Elevated plasma levels of tacrolimus after concurrent use of tacrolimus and voriconazole in the bone marrow transplant setting

Abstract

Voriconazole is a broad-spectrum triazole antifungal agent used for the prevention and treatment of invasive fungal infections in high-risk transplant recipients. Azole antifungal agents have been associated with numerous drug-drug interactions. Voriconazole is extensively metabolized through the liver via the cytochrome (CYP) P450 enzyme system. The primary isoenzymes involved are CYP2C19, CYP2C9 and CYP3A4. Patients undergoing allogeneic stem cell transplantation at MD Anderson Cancer Center receive tacrolimus for graft versus host disease prophylaxis, dosed to achieve therapeutic plasma levels between 5–12 ng/ml. Reports in the literature have demonstrated the concurrent use of tacrolimus and voriconazole to result in supra-therapeutic tacrolimus levels in liver transplant recipients.

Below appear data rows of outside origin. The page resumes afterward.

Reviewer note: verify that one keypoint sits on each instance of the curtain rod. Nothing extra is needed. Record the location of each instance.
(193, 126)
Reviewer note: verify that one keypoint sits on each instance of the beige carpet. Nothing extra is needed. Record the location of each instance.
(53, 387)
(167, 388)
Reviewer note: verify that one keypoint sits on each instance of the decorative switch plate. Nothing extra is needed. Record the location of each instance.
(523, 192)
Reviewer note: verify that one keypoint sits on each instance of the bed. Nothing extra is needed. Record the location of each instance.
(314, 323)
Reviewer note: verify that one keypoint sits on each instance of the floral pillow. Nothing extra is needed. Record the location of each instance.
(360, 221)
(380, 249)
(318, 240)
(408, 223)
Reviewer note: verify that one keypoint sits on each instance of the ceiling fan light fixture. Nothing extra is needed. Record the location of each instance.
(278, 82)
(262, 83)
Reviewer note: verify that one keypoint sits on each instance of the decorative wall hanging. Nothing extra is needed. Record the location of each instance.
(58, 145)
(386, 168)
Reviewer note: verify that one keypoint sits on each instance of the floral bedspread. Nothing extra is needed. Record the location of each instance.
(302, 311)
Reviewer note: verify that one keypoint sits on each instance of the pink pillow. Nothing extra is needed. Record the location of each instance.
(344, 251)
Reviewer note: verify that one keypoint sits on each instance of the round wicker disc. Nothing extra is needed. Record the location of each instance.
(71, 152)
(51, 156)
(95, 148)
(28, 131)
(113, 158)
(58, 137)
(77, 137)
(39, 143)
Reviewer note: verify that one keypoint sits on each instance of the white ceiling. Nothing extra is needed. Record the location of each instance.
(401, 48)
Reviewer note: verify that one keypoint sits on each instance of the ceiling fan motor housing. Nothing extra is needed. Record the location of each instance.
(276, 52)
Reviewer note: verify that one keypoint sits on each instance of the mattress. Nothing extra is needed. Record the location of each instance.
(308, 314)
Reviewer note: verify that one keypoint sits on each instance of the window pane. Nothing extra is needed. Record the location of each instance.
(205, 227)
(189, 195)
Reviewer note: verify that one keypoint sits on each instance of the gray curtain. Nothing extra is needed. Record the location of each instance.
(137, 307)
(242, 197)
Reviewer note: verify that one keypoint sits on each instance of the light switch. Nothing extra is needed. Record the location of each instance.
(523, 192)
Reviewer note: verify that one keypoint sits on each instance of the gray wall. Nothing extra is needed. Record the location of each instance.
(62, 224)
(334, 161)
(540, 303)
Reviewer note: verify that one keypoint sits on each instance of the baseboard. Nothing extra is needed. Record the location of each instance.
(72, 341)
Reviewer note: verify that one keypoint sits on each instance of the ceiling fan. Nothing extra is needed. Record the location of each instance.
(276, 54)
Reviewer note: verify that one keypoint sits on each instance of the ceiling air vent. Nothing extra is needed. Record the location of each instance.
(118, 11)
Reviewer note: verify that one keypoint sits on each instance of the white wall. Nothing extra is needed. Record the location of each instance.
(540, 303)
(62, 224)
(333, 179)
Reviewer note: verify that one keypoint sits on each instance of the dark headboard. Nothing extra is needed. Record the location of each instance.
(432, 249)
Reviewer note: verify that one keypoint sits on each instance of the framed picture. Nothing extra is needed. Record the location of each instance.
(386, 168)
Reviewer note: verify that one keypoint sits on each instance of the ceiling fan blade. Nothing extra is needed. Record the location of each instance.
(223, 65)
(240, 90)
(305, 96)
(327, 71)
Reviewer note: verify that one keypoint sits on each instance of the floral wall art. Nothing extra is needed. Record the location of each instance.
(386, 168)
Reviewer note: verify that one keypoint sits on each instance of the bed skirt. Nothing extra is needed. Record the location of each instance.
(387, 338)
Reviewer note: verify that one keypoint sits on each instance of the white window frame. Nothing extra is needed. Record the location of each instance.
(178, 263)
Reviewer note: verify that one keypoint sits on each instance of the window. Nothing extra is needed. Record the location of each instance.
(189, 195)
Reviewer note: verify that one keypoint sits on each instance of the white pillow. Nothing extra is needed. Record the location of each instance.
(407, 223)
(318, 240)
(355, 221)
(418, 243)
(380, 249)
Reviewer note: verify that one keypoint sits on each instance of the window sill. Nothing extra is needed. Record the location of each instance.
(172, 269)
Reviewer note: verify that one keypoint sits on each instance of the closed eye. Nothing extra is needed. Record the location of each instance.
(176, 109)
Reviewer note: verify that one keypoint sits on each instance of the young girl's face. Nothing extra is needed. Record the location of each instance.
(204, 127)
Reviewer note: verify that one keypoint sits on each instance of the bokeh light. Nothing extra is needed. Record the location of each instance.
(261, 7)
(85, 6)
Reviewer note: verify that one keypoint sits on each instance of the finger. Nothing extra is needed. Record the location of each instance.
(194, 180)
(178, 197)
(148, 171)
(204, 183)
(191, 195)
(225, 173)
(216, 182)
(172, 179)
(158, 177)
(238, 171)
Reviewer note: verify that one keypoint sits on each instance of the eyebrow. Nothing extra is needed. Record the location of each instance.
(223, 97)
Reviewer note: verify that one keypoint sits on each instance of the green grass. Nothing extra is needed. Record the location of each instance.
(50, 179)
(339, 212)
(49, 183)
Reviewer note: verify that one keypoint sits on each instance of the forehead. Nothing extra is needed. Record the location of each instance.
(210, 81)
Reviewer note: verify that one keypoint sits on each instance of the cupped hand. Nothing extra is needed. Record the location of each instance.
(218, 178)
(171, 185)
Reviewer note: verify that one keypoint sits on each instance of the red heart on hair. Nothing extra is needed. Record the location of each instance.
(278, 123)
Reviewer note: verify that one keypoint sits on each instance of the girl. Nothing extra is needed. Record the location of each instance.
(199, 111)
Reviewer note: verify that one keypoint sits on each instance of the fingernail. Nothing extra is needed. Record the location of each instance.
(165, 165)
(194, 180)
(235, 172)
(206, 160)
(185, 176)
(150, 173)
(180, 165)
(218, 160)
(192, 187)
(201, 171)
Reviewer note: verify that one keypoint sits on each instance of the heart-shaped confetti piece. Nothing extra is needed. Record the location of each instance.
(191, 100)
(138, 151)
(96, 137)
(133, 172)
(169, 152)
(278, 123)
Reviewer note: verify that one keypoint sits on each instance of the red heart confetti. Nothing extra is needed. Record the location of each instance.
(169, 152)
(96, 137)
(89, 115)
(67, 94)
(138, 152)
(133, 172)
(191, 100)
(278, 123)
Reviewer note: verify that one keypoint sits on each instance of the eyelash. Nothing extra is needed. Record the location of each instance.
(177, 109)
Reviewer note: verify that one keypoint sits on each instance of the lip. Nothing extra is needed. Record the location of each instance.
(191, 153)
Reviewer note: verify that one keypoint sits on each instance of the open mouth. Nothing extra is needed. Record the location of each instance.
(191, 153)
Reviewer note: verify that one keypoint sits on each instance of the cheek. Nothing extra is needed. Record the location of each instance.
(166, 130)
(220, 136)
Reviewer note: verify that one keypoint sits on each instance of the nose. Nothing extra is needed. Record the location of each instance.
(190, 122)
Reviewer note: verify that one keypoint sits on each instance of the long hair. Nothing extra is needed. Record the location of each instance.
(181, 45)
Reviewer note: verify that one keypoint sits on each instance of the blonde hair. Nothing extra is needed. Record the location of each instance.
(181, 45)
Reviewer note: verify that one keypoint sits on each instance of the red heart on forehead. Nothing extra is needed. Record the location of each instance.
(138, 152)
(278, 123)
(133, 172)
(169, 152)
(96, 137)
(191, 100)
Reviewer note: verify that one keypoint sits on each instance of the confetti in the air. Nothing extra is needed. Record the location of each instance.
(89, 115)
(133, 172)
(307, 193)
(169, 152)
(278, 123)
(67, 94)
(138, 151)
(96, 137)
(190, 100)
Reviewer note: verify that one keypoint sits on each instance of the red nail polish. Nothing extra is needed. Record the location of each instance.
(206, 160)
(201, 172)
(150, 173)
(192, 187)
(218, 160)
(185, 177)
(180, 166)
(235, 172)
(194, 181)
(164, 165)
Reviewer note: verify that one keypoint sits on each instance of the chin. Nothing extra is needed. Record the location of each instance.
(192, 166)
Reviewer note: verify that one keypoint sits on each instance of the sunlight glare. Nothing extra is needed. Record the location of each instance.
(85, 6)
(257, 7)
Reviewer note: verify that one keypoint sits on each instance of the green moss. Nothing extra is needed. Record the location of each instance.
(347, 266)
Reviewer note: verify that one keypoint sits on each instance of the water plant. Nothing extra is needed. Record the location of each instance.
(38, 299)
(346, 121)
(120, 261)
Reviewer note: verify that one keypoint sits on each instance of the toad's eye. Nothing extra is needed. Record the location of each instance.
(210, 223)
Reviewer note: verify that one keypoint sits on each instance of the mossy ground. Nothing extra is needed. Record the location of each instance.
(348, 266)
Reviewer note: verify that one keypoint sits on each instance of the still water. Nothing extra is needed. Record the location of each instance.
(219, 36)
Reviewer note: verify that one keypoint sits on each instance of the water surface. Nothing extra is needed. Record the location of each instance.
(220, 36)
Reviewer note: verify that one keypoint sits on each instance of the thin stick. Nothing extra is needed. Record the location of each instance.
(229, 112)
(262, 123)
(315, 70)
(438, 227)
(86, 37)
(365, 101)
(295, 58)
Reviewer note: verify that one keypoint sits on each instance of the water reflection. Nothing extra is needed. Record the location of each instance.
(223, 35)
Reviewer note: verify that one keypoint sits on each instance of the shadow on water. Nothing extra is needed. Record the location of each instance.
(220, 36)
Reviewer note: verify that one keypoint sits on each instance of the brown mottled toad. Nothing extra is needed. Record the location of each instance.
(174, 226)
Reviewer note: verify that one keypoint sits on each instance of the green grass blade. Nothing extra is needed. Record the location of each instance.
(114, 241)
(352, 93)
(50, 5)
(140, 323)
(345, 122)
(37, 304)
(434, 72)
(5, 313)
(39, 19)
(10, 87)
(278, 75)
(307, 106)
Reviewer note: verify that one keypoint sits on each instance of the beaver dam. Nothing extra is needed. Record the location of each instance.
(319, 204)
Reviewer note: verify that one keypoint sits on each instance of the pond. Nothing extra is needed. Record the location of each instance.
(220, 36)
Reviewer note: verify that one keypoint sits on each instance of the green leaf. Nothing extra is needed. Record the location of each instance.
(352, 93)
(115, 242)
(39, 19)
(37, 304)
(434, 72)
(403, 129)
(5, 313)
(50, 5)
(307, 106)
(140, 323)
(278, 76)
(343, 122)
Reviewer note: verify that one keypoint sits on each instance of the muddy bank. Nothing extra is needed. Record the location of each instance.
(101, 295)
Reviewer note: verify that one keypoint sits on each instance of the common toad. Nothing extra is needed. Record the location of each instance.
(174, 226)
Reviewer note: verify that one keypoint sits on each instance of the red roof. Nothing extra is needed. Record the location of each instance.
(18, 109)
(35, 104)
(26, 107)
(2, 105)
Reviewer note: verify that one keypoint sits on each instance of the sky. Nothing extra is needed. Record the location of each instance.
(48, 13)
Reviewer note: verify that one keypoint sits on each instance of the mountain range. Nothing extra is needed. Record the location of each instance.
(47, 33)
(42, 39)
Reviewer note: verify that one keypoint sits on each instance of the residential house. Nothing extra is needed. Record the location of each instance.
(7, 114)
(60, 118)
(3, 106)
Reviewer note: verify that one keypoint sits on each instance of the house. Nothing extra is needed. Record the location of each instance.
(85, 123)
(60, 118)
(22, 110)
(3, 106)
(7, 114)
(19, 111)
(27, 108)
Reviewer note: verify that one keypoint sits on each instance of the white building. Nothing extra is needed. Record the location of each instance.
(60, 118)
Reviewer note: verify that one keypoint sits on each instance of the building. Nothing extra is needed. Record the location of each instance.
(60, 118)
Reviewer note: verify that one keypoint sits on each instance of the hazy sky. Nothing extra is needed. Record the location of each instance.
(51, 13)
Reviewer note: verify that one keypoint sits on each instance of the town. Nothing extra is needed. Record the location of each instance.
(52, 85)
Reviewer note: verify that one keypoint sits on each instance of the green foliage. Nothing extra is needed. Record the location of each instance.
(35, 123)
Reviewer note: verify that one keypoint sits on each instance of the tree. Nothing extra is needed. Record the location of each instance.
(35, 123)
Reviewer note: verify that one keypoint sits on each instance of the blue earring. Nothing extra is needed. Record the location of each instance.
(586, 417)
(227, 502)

Supra-therapeutic tacrolimus levels have been associated with adverse events such as renal failure requiring hemodialysis and seizures. The primary objective of this study was to determine the effect of voriconazole on tacrolimus levels in the bone marrow transplant setting. We performed a retrospective chart review of 30 bone marrow and stem cell transplant recipients who received concurrent therapy with voriconazole and tacrolimus. Data collected included patient demographics, diagnosis, type and date of transplant, concomitant medications, and pertinent laboratory tests (serum creatinine, blood urea nitrogen, liver function tests, and tacrolimus levels). The dose of voriconazole was as follows: 200 mg po BID (n = 18), 200 mg po QD (n = 1), 200 mg IV q12h (n = 4), and 3–4 mg/kg IV q12h (n = 7). Preliminary results reveal that 22 patients (73%) experienced an increase in plasma levels of tacrolimus, which occurred at a median of 5 days (range 2–10 days) of concomitant therapy. Over one-half of these patients had more than a 75% increase in plasma tacrolimus levels thus requiring a significant decrease in tacrolimus dose. Of the 22 patients, 7 (32%) showed mild to moderate elevations in liver function tests which may have contributed to supra-therapeutic tacrolimus levels due to the drug’s extensive hepatic metabolism. While the manufacturer recommends that the tacrolimus dose be reduced to one-third of the original dose when initiating therapy with voriconazole in patients already receiving tacrolimus, our initial results suggest that some patients may require up to a 75% decrease in tacrolimus dose to avoid supra-therapeutic levels of tacrolimus and subsequent sequelae.